Telling stories saved a friend’s life.
That’s the lesson I learned from working on a documentary about Kurt Vonnegut’s master work, “Slaughterhouse-Five: The Children’s Crusade.”
Kurt and I were friends during the last years of his life. We would get together for lunch or dinner several times a year, generally when business or a family visit took me to New York. We’d settle in at a quiet Italian place or a subdued French bistro in midtown Manhattan and spend a couple of nice hours drinking wine, eating good food, telling stories and swapping jokes.
We enjoyed each other’s company. Kurt, not surprisingly, was funnier than I was (or am), so I got the better end of the deal.
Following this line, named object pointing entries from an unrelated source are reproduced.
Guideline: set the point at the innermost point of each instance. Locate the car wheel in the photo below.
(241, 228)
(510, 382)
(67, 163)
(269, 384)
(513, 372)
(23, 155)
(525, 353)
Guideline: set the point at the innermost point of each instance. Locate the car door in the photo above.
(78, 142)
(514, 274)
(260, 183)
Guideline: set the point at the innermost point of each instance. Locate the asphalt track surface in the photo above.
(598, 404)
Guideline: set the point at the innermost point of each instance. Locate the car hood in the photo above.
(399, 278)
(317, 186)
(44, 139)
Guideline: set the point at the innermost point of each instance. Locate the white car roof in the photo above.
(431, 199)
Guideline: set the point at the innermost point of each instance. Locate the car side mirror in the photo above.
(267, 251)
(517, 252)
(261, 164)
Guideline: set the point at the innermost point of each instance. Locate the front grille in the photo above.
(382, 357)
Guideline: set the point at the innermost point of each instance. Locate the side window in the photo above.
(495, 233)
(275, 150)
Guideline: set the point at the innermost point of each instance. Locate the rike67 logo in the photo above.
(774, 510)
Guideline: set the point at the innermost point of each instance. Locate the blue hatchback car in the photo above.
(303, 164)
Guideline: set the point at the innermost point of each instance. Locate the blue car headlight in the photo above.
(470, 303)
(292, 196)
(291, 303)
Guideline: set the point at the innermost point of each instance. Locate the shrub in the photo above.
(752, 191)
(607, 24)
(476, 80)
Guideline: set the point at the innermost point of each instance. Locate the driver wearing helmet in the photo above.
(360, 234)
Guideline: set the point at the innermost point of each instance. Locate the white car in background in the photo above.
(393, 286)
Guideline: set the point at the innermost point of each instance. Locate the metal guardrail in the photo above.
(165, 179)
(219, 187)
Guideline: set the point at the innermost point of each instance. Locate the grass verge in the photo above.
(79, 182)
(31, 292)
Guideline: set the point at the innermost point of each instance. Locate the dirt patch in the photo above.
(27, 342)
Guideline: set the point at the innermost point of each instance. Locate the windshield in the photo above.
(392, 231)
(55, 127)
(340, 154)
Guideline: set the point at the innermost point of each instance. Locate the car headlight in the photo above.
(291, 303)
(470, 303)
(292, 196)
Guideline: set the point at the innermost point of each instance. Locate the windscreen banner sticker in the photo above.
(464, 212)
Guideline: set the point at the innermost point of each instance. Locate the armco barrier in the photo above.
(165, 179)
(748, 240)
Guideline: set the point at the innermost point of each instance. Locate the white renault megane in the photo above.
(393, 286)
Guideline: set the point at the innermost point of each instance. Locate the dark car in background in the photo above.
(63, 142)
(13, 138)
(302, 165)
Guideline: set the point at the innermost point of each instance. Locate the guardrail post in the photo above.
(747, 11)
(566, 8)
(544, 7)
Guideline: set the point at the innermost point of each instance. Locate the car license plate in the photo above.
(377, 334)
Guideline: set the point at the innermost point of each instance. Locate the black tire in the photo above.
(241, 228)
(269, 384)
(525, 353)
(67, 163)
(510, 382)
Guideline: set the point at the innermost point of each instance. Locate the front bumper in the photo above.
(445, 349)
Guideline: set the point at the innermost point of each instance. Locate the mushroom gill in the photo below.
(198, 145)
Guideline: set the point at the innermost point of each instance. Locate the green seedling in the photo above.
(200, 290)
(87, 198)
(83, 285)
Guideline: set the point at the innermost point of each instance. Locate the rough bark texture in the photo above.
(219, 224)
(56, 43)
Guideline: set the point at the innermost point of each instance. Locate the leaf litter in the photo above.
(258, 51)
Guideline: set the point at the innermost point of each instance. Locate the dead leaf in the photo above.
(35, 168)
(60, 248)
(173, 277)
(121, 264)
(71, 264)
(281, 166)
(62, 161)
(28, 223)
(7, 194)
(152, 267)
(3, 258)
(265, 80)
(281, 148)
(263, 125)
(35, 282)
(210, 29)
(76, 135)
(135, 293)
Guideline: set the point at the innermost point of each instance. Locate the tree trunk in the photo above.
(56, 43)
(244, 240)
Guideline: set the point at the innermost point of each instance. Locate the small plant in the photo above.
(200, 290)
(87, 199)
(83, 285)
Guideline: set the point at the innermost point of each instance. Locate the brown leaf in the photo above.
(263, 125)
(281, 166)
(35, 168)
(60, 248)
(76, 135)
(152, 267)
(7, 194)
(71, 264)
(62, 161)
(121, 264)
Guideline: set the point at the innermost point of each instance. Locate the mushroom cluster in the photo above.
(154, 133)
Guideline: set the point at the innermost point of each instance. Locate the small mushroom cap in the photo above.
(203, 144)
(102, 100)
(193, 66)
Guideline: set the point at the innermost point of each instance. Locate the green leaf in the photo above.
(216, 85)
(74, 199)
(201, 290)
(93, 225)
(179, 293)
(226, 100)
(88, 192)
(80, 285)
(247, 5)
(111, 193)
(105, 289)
We also discussed politics and public life in those days of George W. Bush’s America. Kurt’s insights, also not surprisingly, were sharp, penetrating and even biting. I learned a lot from him.
We didn’t talk much about personal matters. I never asked him about his childhood, about the downturn in his birth family’s fortunes during the Great Depression. I also didn’t inquire about his mother’s death – which Kurt believed was by suicide – on Mother’s Day, 1944.
Nor did I ask Kurt about his war experience, about his time as a POW when the allies bombed Dresden and he had to cart dead bodies by the hundred to mass graves. I never asked about what he saw, what he did or what was done to him. I never talked with him about how he suffered.
I regret that now.
I suspect that, if we could have talked about those things, he would have taught me even more than he did.
Dr. Mark Vonnegut, Kurt’s son, and Sidney Offit, Kurt’s best friend, told me as we researched the documentary about the ways that writing helped Kurt cope with the trauma that tormented him.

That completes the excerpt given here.